By: Marc Portier Mon, 22 May 2006 11:00:15 +0000 Just found one more inconsistency:
After step 1 all ‘U’ are removed, so the rule QU => KW in step2 doesn’t really make sense, right?
Together with the previous remark about SCH–>SEE it starts to feel like step 2 could(should) be applied before step 1?

I also think there are some possible optimisations that might be applied:
– DT and TD already result to 33, no need to translate to TT first?
– same for KC, CK == KK == 22

But on the other hand, I get the feeling the KZ sequence should get the same treatment as KS (i.e. replace to XX)

And one more question: I persume the translation rules of step 2 need to be applied recursively?
Given the possibility of sequences like CKX, I persume those should end up being coded like XXX, rather then like KKX.

By: Marc Portier Mon, 22 May 2006 09:55:04 +0000 Hi Patrick,

Thx for posting this, much appreciated since indeed the classic (english) Russel Soundex isn’t always playing nice with Dutch names.
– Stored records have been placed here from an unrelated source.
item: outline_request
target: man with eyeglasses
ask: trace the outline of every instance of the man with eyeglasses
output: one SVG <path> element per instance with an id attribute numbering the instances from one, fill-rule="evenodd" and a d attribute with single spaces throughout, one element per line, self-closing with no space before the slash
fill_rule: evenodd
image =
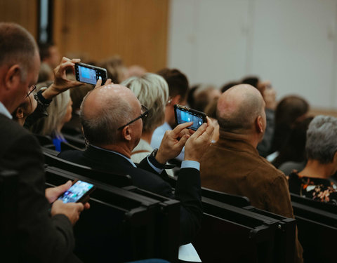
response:
<path id="1" fill-rule="evenodd" d="M 185 133 L 192 122 L 168 130 L 159 149 L 137 167 L 131 159 L 142 135 L 147 109 L 133 93 L 117 84 L 96 88 L 84 97 L 81 121 L 89 146 L 85 151 L 66 151 L 59 157 L 95 169 L 129 175 L 133 184 L 180 201 L 180 243 L 193 240 L 201 224 L 202 209 L 199 161 L 211 144 L 214 127 L 209 119 L 195 133 Z M 184 133 L 185 132 L 185 133 Z M 185 146 L 185 159 L 176 191 L 164 181 L 166 161 L 178 156 Z"/>
<path id="2" fill-rule="evenodd" d="M 26 262 L 76 261 L 72 224 L 84 205 L 55 201 L 70 187 L 70 182 L 45 191 L 40 146 L 33 135 L 11 120 L 11 114 L 34 89 L 40 67 L 37 46 L 23 27 L 0 22 L 0 168 L 18 174 L 18 191 L 8 196 L 18 198 L 17 227 L 13 229 L 17 238 L 15 256 Z M 74 65 L 68 60 L 63 67 Z M 63 73 L 65 76 L 65 70 Z M 48 92 L 67 81 L 59 79 Z M 0 216 L 6 215 L 0 213 Z M 1 241 L 6 238 L 1 236 Z"/>

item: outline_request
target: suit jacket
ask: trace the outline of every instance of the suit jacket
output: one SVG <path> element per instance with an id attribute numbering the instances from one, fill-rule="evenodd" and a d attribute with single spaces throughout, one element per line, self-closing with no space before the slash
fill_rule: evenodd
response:
<path id="1" fill-rule="evenodd" d="M 0 167 L 18 173 L 18 257 L 25 262 L 63 262 L 74 246 L 72 226 L 64 215 L 49 215 L 44 196 L 44 159 L 37 140 L 0 114 Z M 2 216 L 2 215 L 1 215 Z"/>
<path id="2" fill-rule="evenodd" d="M 293 218 L 285 175 L 240 135 L 220 130 L 218 141 L 205 153 L 200 167 L 203 187 L 247 196 L 258 208 Z M 296 237 L 296 262 L 303 262 L 302 252 Z"/>
<path id="3" fill-rule="evenodd" d="M 133 184 L 139 188 L 180 201 L 180 243 L 190 243 L 200 228 L 202 208 L 200 173 L 194 168 L 180 170 L 175 193 L 165 182 L 165 172 L 159 175 L 144 159 L 136 168 L 125 158 L 114 153 L 89 146 L 86 151 L 65 151 L 59 157 L 65 160 L 104 170 L 129 175 Z"/>

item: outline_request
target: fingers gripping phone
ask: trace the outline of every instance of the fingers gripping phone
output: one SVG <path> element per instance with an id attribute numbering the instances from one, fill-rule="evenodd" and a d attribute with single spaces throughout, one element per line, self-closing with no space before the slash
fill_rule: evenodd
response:
<path id="1" fill-rule="evenodd" d="M 207 122 L 204 112 L 178 104 L 174 105 L 174 114 L 177 124 L 193 121 L 193 124 L 187 128 L 193 130 L 197 130 L 202 123 Z"/>
<path id="2" fill-rule="evenodd" d="M 107 69 L 84 63 L 75 64 L 75 76 L 77 81 L 95 85 L 102 79 L 103 85 L 107 79 Z"/>
<path id="3" fill-rule="evenodd" d="M 72 186 L 59 198 L 63 203 L 83 203 L 88 201 L 89 194 L 95 189 L 93 184 L 83 181 L 75 181 Z"/>

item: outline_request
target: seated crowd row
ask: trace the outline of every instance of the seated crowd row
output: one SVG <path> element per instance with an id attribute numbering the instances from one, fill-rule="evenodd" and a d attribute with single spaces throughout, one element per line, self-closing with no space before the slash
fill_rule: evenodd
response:
<path id="1" fill-rule="evenodd" d="M 69 73 L 80 60 L 66 58 L 55 67 L 53 77 L 46 74 L 53 79 L 37 85 L 35 93 L 34 84 L 40 69 L 35 41 L 23 28 L 13 24 L 0 24 L 0 36 L 1 50 L 8 50 L 0 57 L 0 76 L 20 79 L 18 83 L 10 83 L 15 86 L 11 93 L 5 92 L 10 89 L 6 85 L 0 86 L 0 130 L 6 139 L 4 144 L 8 145 L 0 151 L 0 166 L 18 170 L 20 180 L 28 181 L 25 187 L 39 188 L 40 199 L 44 195 L 41 191 L 41 149 L 32 135 L 11 118 L 35 134 L 50 136 L 55 149 L 60 151 L 60 158 L 129 175 L 135 186 L 179 200 L 180 244 L 192 242 L 201 227 L 201 186 L 247 196 L 258 208 L 291 218 L 289 190 L 337 203 L 337 187 L 329 180 L 337 170 L 337 119 L 308 117 L 309 105 L 300 97 L 288 96 L 277 103 L 270 83 L 256 77 L 228 83 L 221 92 L 201 85 L 190 88 L 187 76 L 178 69 L 164 69 L 154 74 L 134 67 L 126 72 L 119 60 L 114 65 L 98 63 L 108 69 L 110 79 L 104 85 L 98 81 L 93 88 L 75 81 Z M 8 40 L 2 40 L 5 39 Z M 13 45 L 11 39 L 23 39 L 26 45 Z M 42 50 L 40 48 L 41 59 L 46 64 L 50 55 Z M 25 54 L 34 65 L 26 65 L 18 53 Z M 19 72 L 26 67 L 26 79 L 23 74 L 15 75 L 15 66 Z M 46 70 L 45 67 L 41 69 Z M 12 87 L 10 84 L 8 86 Z M 10 97 L 12 94 L 15 100 Z M 177 104 L 206 112 L 207 123 L 195 132 L 187 129 L 192 123 L 177 125 Z M 18 132 L 13 133 L 13 130 Z M 85 148 L 63 151 L 65 134 L 83 140 Z M 18 149 L 19 143 L 26 151 Z M 18 161 L 27 156 L 28 161 Z M 174 166 L 168 163 L 176 168 L 172 169 Z M 166 182 L 168 176 L 178 178 L 174 191 Z M 54 202 L 55 196 L 69 187 L 56 187 L 52 196 L 46 191 L 46 197 L 53 203 L 52 220 L 58 217 L 58 220 L 67 221 L 67 217 L 74 224 L 80 212 L 88 208 L 88 204 Z M 25 193 L 22 196 L 35 194 L 27 189 L 20 191 Z M 41 202 L 40 207 L 34 205 L 35 210 L 45 209 L 39 220 L 50 224 L 47 202 Z M 72 205 L 71 209 L 68 205 Z M 21 208 L 22 215 L 29 213 L 29 207 Z M 60 214 L 66 217 L 60 219 Z M 46 227 L 69 234 L 70 227 L 65 223 L 54 223 L 59 224 L 57 228 Z M 22 226 L 22 234 L 27 234 L 28 227 Z M 32 230 L 29 231 L 33 236 Z M 34 245 L 41 248 L 48 244 Z M 72 246 L 63 245 L 62 255 L 72 255 Z M 43 257 L 37 254 L 39 250 L 27 248 L 24 248 L 25 253 L 32 258 Z M 294 262 L 303 262 L 303 249 L 297 238 L 295 250 Z M 48 250 L 45 251 L 48 253 Z"/>

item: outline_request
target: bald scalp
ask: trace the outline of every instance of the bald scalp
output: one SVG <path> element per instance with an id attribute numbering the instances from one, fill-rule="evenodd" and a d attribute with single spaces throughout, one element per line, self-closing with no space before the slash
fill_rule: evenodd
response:
<path id="1" fill-rule="evenodd" d="M 18 24 L 0 22 L 0 67 L 20 65 L 25 81 L 39 50 L 33 36 Z"/>
<path id="2" fill-rule="evenodd" d="M 260 92 L 248 84 L 237 85 L 221 95 L 217 105 L 219 126 L 225 131 L 246 133 L 264 111 Z"/>
<path id="3" fill-rule="evenodd" d="M 126 99 L 125 89 L 132 93 L 126 87 L 110 84 L 95 88 L 84 97 L 80 118 L 84 136 L 90 144 L 103 145 L 119 141 L 118 128 L 135 114 L 135 109 Z"/>

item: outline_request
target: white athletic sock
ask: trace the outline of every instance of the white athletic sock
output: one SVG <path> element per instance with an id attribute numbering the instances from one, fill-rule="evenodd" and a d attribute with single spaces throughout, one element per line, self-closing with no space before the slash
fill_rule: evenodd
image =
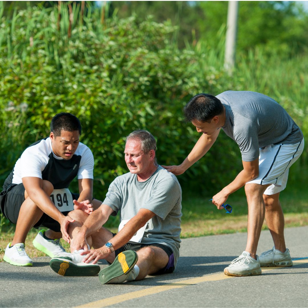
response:
<path id="1" fill-rule="evenodd" d="M 139 275 L 139 272 L 140 271 L 140 269 L 139 268 L 139 266 L 137 264 L 135 264 L 134 268 L 130 272 L 127 276 L 126 278 L 126 281 L 132 281 L 133 280 L 134 280 Z"/>

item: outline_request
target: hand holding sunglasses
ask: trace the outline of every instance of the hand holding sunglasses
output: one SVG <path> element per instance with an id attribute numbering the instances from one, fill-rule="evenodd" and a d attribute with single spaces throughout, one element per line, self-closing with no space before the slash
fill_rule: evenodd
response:
<path id="1" fill-rule="evenodd" d="M 210 199 L 209 201 L 211 201 L 213 200 L 213 199 Z M 226 212 L 227 214 L 231 214 L 232 213 L 232 207 L 229 204 L 228 204 L 227 203 L 225 205 L 222 204 L 221 206 L 224 208 L 227 211 Z"/>

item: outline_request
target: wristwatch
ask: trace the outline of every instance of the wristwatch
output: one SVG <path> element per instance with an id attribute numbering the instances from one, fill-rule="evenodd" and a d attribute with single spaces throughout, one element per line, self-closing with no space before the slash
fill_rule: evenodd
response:
<path id="1" fill-rule="evenodd" d="M 107 242 L 105 244 L 105 245 L 107 248 L 111 250 L 111 252 L 113 252 L 115 251 L 114 248 L 112 246 L 112 244 L 110 242 Z"/>

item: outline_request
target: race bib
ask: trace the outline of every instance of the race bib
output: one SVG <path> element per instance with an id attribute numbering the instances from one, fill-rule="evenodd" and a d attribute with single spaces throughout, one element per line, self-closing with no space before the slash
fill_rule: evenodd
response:
<path id="1" fill-rule="evenodd" d="M 126 220 L 122 220 L 120 223 L 118 228 L 118 231 L 120 231 L 126 224 L 128 221 L 129 221 L 129 219 L 127 219 Z M 128 241 L 129 243 L 141 243 L 141 240 L 142 239 L 142 237 L 144 233 L 144 231 L 146 229 L 147 226 L 148 225 L 147 222 L 143 227 L 140 228 L 140 229 L 133 236 L 132 238 Z"/>
<path id="2" fill-rule="evenodd" d="M 60 212 L 72 211 L 74 209 L 73 197 L 68 188 L 54 189 L 50 195 L 50 199 Z"/>

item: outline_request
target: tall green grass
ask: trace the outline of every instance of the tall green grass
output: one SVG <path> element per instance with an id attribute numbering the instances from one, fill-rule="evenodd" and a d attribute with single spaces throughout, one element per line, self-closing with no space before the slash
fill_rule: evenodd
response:
<path id="1" fill-rule="evenodd" d="M 24 148 L 48 134 L 52 116 L 63 111 L 82 121 L 82 140 L 94 152 L 95 194 L 100 199 L 126 172 L 124 137 L 133 129 L 148 129 L 157 138 L 160 163 L 185 158 L 199 135 L 182 122 L 182 109 L 198 93 L 262 93 L 307 136 L 307 55 L 269 56 L 260 48 L 239 52 L 230 76 L 223 66 L 225 25 L 211 42 L 187 41 L 180 50 L 176 27 L 168 22 L 140 23 L 134 16 L 119 18 L 116 11 L 109 17 L 108 2 L 100 8 L 84 3 L 29 6 L 8 18 L 0 2 L 0 184 Z M 221 135 L 206 157 L 179 177 L 183 194 L 221 189 L 241 169 L 238 147 Z M 306 146 L 290 173 L 294 187 L 307 179 L 307 156 Z"/>

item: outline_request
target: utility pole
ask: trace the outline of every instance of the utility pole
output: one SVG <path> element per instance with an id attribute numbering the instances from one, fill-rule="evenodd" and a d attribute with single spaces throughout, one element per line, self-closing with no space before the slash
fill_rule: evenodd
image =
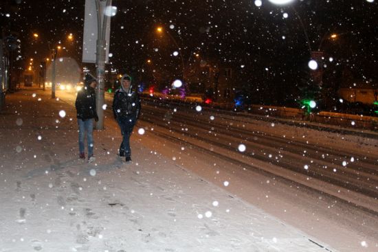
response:
<path id="1" fill-rule="evenodd" d="M 56 62 L 55 60 L 56 59 L 56 49 L 55 48 L 51 50 L 51 60 L 52 61 L 52 78 L 51 78 L 51 98 L 52 99 L 55 99 L 55 69 L 56 67 Z"/>
<path id="2" fill-rule="evenodd" d="M 116 10 L 111 6 L 111 0 L 85 0 L 82 62 L 95 63 L 96 67 L 96 130 L 104 129 L 104 73 L 110 39 L 110 16 L 115 15 Z"/>
<path id="3" fill-rule="evenodd" d="M 106 59 L 106 30 L 109 16 L 104 14 L 103 8 L 100 0 L 96 0 L 96 8 L 97 10 L 97 41 L 96 41 L 96 65 L 97 66 L 96 73 L 98 85 L 96 90 L 96 106 L 98 122 L 96 123 L 96 130 L 104 129 L 104 109 L 102 106 L 105 103 L 105 59 Z M 106 0 L 105 8 L 110 6 L 111 0 Z M 103 20 L 101 17 L 103 17 Z M 101 22 L 102 21 L 102 23 Z"/>

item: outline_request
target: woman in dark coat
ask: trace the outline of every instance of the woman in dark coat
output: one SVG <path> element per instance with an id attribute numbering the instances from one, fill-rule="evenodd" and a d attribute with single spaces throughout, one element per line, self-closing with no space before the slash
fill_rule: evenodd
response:
<path id="1" fill-rule="evenodd" d="M 93 157 L 93 119 L 98 121 L 96 108 L 96 78 L 90 74 L 85 76 L 85 87 L 78 92 L 75 107 L 76 108 L 79 127 L 79 157 L 85 159 L 84 138 L 87 135 L 88 144 L 88 162 L 96 160 Z"/>
<path id="2" fill-rule="evenodd" d="M 122 134 L 120 156 L 131 161 L 130 136 L 140 113 L 140 99 L 137 90 L 131 84 L 131 78 L 125 74 L 121 78 L 121 87 L 117 89 L 113 100 L 113 112 Z"/>

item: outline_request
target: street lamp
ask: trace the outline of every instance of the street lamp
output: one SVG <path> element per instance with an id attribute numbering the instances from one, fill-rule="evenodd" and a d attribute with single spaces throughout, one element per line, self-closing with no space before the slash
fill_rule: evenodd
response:
<path id="1" fill-rule="evenodd" d="M 39 37 L 39 35 L 37 33 L 33 34 L 33 36 L 36 39 Z M 68 39 L 72 40 L 74 36 L 71 33 L 70 33 L 68 36 Z M 60 43 L 60 42 L 59 42 Z M 60 45 L 57 45 L 56 47 L 52 47 L 49 41 L 47 41 L 47 46 L 49 47 L 49 52 L 51 57 L 51 61 L 52 63 L 52 89 L 51 89 L 51 97 L 52 99 L 55 98 L 55 78 L 56 78 L 56 56 L 58 54 L 58 51 L 62 49 Z M 49 61 L 47 58 L 46 61 Z M 45 90 L 45 82 L 43 82 L 43 90 Z"/>
<path id="2" fill-rule="evenodd" d="M 159 26 L 156 28 L 156 32 L 157 33 L 162 34 L 162 33 L 163 33 L 164 31 L 164 29 L 161 26 Z M 181 59 L 181 64 L 182 64 L 182 78 L 183 78 L 183 80 L 185 82 L 185 79 L 186 79 L 185 63 L 184 62 L 184 57 L 182 56 L 182 52 L 181 52 L 181 47 L 177 44 L 177 42 L 175 39 L 175 38 L 173 38 L 172 36 L 172 35 L 170 35 L 170 34 L 168 31 L 166 31 L 166 34 L 167 34 L 169 36 L 169 37 L 172 39 L 173 43 L 175 43 L 175 45 L 176 45 L 176 47 L 177 47 L 177 49 L 179 51 L 179 55 L 180 55 L 180 58 Z"/>

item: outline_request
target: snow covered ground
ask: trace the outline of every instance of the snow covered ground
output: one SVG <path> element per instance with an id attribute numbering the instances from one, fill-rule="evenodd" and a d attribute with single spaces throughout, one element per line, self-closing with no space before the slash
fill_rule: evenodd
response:
<path id="1" fill-rule="evenodd" d="M 364 238 L 340 249 L 311 237 L 230 193 L 237 177 L 221 174 L 216 185 L 197 175 L 138 127 L 131 164 L 116 155 L 121 136 L 112 119 L 94 133 L 97 159 L 87 163 L 78 159 L 71 103 L 23 90 L 7 104 L 0 251 L 377 251 Z M 207 168 L 192 160 L 196 165 Z"/>

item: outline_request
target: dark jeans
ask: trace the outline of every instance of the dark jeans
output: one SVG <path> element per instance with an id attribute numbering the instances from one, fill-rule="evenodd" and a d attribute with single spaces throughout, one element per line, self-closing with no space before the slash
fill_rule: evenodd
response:
<path id="1" fill-rule="evenodd" d="M 85 121 L 78 118 L 79 126 L 79 152 L 84 153 L 84 138 L 87 135 L 88 145 L 88 157 L 93 155 L 93 119 L 88 119 Z"/>
<path id="2" fill-rule="evenodd" d="M 117 118 L 117 122 L 121 129 L 122 134 L 122 142 L 120 146 L 120 154 L 124 154 L 125 157 L 131 157 L 131 150 L 130 149 L 130 136 L 133 133 L 133 128 L 135 125 L 135 118 Z"/>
I’m looking into implementing this Dutch version for use outside Oracle as well (so not in PL/SQL, but rather in Java) and I’m somewhat puzzled by the description of step 2:

[1] replace SCH –> SEE
question: what should happen with these introduced ‘e’ s later on in the following steps? If the ‘e’ s need to be dropped (as in step 1) then doesn’t it make more sense just to replace SCH –> S?

[2] similar question about replacing to doubles like XX, KK, … etc
since step4 will remove the doubles anyway, doesn’t it make more sense never to introduce them?

Outside the scope of this pure algorithm, but maybe you happen to know:
A lot of dutch/flemish names are prefixed with VAN, DE or VANDE (with or without spaces) Is it common practice just to drop those before calculating the soundex?

I was also wondering where you found these dutch language rules?
Point being: I’ld like to try pushing my Java implementation up as an addition of the jakarta-commons-codec ( package but would need to make sure that there are no license or patent issues preventing that.


By: Patrick Sinke Fri, 10 Mar 2006 15:38:45 +0000 No, the Soundex function in Oracle only supports English words.
Knowing the described algorithm, it’s quite easy to write some
PL/SQL that does a Soundex comparison for Dutch language though. It’s 40 or 50 lines of code, no more.

By: GerwinT Tue, 07 Mar 2006 07:16:21 +0000 Interesting to know that something that looks so complex in fact is simple and understandable. Does Oracle support the Dutch Soundex Rules or is it easy to create your own Dutch Soundex function within Oracle?